Histórico do Projeto
O tema da licença-paternidade vem sendo discutido no Congresso Nacional há 19 anos, desde que foi proposto pela ex-senadora Patrícia Saboya em 2007. A senadora Ana Paula Lobato (PDT-MA) relatou o projeto no Senado.
Detalhes da Nova Legislação
O projeto estabelece a criação do salário-paternidade como um benefício previdenciário, visando equiparar a proteção à paternidade às garantias já existentes para a maternidade.

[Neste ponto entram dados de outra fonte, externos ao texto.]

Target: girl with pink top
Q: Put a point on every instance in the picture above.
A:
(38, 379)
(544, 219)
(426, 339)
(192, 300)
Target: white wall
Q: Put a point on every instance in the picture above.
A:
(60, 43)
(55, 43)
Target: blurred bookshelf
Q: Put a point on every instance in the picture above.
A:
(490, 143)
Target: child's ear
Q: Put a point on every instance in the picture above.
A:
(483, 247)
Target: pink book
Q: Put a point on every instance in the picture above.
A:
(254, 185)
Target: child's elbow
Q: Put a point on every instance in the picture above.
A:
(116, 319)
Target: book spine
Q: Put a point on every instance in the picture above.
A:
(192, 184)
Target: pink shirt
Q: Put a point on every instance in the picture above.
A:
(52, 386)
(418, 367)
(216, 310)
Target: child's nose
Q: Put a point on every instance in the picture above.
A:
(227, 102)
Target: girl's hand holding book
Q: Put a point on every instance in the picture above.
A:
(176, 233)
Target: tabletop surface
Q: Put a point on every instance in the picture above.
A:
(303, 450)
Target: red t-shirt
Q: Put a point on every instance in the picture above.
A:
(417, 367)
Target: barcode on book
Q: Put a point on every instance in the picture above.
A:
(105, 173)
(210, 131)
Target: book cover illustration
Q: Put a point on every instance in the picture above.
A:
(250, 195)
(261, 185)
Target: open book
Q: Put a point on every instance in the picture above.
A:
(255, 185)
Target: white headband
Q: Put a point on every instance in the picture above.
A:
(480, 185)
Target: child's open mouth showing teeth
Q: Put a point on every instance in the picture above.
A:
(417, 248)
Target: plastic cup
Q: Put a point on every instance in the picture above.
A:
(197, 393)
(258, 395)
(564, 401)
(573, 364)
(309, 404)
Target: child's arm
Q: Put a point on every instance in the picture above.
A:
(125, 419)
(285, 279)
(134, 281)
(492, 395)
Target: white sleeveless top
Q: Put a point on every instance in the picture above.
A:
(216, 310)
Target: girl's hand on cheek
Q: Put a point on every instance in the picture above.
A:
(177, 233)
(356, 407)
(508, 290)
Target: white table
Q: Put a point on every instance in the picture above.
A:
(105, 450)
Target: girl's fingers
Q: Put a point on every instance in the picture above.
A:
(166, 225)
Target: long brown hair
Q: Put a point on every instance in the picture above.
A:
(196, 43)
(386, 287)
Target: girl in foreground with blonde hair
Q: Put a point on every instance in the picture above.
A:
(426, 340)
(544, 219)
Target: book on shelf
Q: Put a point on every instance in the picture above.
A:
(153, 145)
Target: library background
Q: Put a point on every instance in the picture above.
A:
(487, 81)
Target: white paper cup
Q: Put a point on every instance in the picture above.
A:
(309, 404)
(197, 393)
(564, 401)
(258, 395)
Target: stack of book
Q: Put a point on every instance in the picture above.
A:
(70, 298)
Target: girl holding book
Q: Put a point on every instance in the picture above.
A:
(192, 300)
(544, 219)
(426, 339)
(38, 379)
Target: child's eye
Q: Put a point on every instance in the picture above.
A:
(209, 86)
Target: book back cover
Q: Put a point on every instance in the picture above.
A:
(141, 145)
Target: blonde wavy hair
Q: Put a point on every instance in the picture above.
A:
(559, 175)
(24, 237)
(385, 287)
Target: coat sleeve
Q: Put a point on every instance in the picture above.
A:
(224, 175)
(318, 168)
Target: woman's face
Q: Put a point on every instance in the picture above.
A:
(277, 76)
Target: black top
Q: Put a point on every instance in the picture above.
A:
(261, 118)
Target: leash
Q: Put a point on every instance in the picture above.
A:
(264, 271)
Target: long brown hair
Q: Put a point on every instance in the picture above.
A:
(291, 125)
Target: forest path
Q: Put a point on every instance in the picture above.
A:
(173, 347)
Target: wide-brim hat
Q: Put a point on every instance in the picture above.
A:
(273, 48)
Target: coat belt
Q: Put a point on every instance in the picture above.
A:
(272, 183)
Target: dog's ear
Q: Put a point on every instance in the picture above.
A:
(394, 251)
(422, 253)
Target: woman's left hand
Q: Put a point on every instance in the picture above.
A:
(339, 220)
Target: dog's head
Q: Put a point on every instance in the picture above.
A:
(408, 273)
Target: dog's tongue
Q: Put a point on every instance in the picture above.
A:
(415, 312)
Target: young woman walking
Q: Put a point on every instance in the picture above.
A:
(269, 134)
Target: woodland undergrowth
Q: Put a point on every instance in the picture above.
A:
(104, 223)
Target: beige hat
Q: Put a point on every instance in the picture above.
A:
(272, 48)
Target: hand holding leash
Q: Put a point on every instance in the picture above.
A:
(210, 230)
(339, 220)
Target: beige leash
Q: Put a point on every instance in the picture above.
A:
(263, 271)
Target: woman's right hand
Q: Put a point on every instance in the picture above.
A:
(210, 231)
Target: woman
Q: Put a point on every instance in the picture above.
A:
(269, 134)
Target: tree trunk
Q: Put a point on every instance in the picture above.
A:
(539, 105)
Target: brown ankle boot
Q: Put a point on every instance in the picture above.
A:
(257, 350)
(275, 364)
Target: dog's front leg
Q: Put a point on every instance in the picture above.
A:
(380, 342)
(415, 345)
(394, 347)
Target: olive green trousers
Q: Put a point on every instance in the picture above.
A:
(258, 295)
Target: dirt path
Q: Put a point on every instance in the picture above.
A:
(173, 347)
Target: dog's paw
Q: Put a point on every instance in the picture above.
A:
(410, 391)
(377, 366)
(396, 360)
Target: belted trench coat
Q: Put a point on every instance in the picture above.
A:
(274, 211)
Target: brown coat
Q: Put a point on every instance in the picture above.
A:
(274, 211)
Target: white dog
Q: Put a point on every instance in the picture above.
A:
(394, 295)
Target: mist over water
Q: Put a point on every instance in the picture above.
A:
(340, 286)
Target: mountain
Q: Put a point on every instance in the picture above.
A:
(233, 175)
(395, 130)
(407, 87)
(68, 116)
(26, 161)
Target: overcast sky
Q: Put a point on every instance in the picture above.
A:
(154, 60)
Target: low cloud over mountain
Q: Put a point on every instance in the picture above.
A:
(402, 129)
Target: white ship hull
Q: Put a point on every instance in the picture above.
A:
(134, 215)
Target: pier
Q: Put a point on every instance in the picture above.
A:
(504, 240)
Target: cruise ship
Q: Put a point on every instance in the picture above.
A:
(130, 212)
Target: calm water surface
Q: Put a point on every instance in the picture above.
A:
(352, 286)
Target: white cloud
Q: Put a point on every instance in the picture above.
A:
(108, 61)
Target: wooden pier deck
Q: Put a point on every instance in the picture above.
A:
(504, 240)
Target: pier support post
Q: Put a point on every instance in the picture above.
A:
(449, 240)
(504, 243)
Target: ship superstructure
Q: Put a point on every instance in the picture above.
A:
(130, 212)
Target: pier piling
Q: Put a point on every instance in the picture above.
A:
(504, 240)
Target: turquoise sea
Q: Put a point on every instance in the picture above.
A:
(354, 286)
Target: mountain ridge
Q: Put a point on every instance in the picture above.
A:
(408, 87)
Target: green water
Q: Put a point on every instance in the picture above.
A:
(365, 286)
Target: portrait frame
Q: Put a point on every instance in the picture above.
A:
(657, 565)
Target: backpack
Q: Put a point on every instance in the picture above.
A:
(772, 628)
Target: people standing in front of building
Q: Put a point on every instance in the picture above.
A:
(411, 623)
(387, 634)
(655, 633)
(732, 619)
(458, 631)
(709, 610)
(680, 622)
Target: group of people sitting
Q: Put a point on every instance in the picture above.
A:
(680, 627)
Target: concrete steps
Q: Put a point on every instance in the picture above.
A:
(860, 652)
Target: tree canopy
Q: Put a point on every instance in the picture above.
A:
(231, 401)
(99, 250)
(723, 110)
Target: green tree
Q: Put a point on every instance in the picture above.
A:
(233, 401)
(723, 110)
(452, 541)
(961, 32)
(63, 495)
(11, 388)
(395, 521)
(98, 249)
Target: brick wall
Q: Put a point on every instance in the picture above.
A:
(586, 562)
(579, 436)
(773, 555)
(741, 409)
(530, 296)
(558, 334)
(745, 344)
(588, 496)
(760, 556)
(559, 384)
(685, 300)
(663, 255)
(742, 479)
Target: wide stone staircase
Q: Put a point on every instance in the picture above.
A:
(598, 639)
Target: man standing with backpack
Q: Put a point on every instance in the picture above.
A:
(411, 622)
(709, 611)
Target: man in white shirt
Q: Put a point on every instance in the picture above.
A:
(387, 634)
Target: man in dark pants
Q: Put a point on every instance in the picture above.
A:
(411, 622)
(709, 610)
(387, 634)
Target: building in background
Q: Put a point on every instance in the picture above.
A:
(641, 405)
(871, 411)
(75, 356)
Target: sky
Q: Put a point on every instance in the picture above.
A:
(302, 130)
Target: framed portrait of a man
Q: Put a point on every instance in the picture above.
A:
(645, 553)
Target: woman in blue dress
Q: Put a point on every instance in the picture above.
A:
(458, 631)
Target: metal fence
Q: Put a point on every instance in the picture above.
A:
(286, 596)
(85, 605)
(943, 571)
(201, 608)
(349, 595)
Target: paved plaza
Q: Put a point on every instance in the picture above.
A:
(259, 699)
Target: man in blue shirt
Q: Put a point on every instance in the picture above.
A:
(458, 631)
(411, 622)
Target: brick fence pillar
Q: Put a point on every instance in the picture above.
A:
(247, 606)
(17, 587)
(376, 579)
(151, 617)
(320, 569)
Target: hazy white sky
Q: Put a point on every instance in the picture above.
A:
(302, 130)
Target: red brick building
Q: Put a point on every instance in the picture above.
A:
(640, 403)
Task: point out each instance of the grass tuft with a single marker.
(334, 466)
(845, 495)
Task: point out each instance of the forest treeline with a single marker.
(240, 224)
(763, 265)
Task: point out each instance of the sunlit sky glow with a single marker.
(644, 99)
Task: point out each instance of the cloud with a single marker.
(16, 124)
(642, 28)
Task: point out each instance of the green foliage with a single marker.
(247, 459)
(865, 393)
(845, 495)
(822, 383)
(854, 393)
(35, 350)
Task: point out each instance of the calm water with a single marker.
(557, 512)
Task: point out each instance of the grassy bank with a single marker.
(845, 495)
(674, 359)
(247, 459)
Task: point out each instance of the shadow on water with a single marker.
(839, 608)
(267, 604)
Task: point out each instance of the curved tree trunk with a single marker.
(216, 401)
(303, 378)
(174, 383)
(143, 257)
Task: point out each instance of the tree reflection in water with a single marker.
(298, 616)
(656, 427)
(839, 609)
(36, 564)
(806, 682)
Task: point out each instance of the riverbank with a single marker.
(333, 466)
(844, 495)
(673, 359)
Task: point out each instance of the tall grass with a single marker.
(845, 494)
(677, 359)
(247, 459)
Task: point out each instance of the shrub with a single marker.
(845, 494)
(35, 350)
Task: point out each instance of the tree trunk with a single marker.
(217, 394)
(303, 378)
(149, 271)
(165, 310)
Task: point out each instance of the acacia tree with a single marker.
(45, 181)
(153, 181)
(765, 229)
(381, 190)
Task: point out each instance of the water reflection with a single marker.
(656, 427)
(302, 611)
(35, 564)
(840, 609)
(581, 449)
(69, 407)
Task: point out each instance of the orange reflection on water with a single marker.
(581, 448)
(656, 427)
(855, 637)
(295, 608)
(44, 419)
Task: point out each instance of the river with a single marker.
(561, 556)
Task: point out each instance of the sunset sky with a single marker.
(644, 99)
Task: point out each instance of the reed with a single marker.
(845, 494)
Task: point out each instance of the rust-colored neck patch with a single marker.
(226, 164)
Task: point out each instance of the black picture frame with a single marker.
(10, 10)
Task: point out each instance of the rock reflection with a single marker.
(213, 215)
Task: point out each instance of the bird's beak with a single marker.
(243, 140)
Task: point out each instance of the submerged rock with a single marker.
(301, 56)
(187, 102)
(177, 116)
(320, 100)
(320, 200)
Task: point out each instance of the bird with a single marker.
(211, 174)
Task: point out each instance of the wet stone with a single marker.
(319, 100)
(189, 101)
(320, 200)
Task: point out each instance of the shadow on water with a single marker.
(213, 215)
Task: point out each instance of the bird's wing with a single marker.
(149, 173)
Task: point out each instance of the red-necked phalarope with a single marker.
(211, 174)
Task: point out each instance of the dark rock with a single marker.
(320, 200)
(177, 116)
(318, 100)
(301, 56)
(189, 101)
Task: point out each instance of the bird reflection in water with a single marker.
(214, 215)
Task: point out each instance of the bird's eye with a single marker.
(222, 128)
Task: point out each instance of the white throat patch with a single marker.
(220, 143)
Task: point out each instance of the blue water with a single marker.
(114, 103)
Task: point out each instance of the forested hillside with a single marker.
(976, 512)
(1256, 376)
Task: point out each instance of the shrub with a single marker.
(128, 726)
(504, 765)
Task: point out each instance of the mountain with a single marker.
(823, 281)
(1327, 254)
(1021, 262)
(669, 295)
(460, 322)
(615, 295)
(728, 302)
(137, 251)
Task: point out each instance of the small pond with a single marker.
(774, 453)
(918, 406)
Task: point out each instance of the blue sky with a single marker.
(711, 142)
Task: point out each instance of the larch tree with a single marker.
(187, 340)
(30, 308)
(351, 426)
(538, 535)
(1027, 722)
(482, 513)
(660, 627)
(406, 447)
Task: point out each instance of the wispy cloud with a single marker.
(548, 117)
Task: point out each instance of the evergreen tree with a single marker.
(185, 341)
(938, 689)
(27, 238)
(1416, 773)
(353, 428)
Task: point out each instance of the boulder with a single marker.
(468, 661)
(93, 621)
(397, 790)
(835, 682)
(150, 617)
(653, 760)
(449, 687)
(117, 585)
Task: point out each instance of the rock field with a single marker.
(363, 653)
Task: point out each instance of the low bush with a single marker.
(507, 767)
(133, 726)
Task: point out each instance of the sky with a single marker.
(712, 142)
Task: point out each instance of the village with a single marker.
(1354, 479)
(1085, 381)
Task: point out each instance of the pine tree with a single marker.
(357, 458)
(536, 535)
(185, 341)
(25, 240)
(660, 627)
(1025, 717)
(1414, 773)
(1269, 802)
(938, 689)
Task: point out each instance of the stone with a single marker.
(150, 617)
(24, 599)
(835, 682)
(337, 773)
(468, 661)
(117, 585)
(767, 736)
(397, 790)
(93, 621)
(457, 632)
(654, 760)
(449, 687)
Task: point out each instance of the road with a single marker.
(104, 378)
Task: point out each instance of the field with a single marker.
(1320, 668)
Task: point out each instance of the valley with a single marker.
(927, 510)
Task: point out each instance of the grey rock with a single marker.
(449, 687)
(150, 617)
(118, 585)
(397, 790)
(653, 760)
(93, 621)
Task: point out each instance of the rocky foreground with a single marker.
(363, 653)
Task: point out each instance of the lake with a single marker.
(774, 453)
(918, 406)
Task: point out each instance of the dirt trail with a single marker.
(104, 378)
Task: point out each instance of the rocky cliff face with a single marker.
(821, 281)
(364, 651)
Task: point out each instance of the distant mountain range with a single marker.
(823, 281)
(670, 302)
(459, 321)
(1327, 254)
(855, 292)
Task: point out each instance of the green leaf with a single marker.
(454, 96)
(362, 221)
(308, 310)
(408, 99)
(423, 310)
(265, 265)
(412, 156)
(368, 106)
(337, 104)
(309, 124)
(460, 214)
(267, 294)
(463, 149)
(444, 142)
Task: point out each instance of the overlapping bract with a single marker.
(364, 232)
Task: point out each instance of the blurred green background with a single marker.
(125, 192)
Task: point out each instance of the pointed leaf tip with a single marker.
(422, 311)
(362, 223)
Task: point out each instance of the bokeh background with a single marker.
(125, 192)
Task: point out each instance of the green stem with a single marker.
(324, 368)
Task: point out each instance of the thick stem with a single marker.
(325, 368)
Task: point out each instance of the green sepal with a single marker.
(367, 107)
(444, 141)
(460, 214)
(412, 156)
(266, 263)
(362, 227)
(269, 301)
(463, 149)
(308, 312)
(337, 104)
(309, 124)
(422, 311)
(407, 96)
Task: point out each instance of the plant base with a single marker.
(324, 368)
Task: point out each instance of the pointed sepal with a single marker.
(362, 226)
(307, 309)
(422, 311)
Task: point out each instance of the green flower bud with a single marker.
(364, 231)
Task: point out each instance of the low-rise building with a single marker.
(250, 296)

Permite ainda que o período da licença seja dividido.
Implementação Gradual
A licença-paternidade será implementada de forma gradual: 10 dias nos dois primeiros anos de vigência da lei, 15 dias no terceiro ano, e 20 dias a partir do quarto ano.
Argumentos para Aprovação
Entre os argumentos favoráveis à aprovação estão a maior participação dos pais nos cuidados com os filhos recém-nascidos ou adotados, além de garantir estabilidade no emprego durante e após a licença.
Impacto Social
A nova lei é vista como um incentivo à igualdade de gênero no ambiente de trabalho, ao reconhecer a importância do papel paterno na criação dos filhos.
Na sua aprovação na Câmara dos Deputados, o relator Pedro Campos (PSB-PE) destacou que o direito ao cuidado no nascimento é fundamental, refletindo debates que remontam à Assembleia Nacional Constituinte de 1988.